Dr. Kilpatrick presented Rikki Gillette with the illustration. It was the same one that Betsy had studied so intently a few minutes earlier. The audience was shown a projection on the wall: the red and black turbaned man and the maze background.

“Tell me your immediate reaction to seeing this illustration, please.”

“My first reaction is that I want to cry,” Gillette said. She thought a moment longer. “The maze is reminiscent of Van Gogh, his struggle for a way to go…the intercept of madness and of the Heart Chakra.”

“Heart Chakra!” muttered the man next to Betsy. “Yeah, right! New Age—”

“Shh!” hissed a young woman. Betsy noticed her long red hair and its glorious sheen, even in the dark.

Gillette continued. “But I don’t see anguish in the figure’s face. No, I see St. Anthony, a dark walk of the soul. And the piercing light is illuminating, raising the man up.”

“And the snake?” asked Dr. Kilpatrick.

“He is not afraid of it. It is the light that captures him absolutely. If he focuses on the light, the snake is powerless. He is walking a razor line between rational and irrational. His spirit is speaking to him.”

“As a psychic, do you feel a spirit speak to us?” asked Kilpatrick.

“All the time. But you must go to a place of silence to hear it. Not the jabberwocky of language, of social commitments, of things to do. The spirit is giving you clues constantly, if you can just
see
them, just
hear
them…”

She looked up from the illustration.

“Each member of the audience was given a tarot card when you came in,” said the fortune-teller. “Look at your card please. Who has the Nine of Swords?”

Betsy turned her card over in her hand.

“I do,” she said, waving it. She stood up. “What does it mean?”

“The tarot is a collection of symbols, deeply mythological and indicative of archetypes,” said Gillette.

Betsy nodded.

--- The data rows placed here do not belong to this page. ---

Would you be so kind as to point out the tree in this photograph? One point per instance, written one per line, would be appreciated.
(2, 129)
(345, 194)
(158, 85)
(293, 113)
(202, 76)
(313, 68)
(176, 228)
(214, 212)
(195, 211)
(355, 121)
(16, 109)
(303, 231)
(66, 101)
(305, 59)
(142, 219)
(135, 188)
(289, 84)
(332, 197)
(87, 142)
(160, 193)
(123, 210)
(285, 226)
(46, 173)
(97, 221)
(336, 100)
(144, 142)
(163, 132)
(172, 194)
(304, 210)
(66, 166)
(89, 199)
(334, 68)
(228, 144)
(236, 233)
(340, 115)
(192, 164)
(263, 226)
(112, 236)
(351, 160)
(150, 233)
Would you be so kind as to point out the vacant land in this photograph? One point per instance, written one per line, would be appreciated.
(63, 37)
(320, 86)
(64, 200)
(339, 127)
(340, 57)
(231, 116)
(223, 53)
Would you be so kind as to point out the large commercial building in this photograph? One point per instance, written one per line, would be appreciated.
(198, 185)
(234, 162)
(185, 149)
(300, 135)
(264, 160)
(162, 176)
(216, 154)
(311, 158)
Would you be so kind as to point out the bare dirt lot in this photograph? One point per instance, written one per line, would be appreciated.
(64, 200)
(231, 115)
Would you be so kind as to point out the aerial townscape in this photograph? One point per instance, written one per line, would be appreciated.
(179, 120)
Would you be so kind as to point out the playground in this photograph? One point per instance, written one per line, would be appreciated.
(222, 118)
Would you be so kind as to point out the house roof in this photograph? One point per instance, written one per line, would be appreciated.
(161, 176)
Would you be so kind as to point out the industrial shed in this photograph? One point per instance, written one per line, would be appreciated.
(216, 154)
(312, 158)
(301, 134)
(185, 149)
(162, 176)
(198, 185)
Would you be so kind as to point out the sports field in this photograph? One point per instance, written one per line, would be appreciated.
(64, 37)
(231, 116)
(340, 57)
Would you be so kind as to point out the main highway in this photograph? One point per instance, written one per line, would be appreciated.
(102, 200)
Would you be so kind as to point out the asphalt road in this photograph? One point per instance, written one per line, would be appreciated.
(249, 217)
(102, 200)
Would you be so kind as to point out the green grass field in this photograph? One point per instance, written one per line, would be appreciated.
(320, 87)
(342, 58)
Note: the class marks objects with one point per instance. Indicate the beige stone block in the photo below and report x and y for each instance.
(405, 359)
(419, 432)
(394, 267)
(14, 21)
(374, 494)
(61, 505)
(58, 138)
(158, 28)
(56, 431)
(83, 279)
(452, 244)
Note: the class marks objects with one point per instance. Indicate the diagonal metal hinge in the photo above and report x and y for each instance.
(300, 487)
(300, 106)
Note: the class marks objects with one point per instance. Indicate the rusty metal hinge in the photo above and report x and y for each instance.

She knew that, as any Jungian would. But what about this particular illustration? What did it mean? Why did she find it so frightening?

“The Nine of Swords is also called the Lord of Cruelty,” said Gillette. “It means you are or soon will be dealing with family secrets. Secrets you may have sensed. But you have not realized the depth and darkness of what was being withheld from you.”

Betsy’s face began to burn. She felt hundreds of eyes on her.

“There is a lot of pain here.”

Betsy started to speak, but the tarot reader shook her head, continuing. “The content is getting in touch with your overwhelming sense of fear. Is there a Scorpio in your life?” Betsy tried to think.
A Scorpio?

“Talk about nightmares!” laughed Gillette, and everyone joined her laughter. “Keep a dream journal,” said Gillette. “And good luck.”

In the question-and-answer session that followed, a distinguished white-haired man stood up across the aisle from Betsy. He was leaning on an elegant walking stick with a silver handle.

“Could you speak to Jung’s theory of synchronicity and its implication in tarot cards, Ms. Gillette?”

There was a murmur of approval from the analysts in the audience. Betsy noted the foreign accent of the man—Eastern European? She wondered if he had studied in Vienna as her father had.

“Synchronicity? The entire universe vibrates to synchronicity, if only we can hear the rich symphony. The first strains of music, created at our beginnings, the notes wafting through space and time, gathering momentum. But it is only the attuned ear that can detect the chorus.”

Betsy listened. She thought of her father.
The third ear, you must develop the third ear,
he would tell her.

She shuddered in the dark so violently that the man next to her shifted his gaze to her.

“It is chilly in here,” she muttered, fixing her stare at the two women on stage.

“I am so sorry to conclude this fascinating discussion,” said the curator. “But our time is up. Thank you all so much for attending tonight’s ‘Red Book Dialogue.’ ”

The audience clapped, and the lights came up fully. Some people rushed forward to ask the psychic questions.

Who did she know who was a Scorpio…other than herself?

She hailed a cab to her hotel. In the dark, her fingers fumbled over the tarot card deep in her jacket pocket.

Betsy shivered in the darkness of the cab. She felt a strong urge to be back in Colorado, back to work. She knew she wouldn’t sleep that night, not until she was back in her own rumpled bed in Carbondale.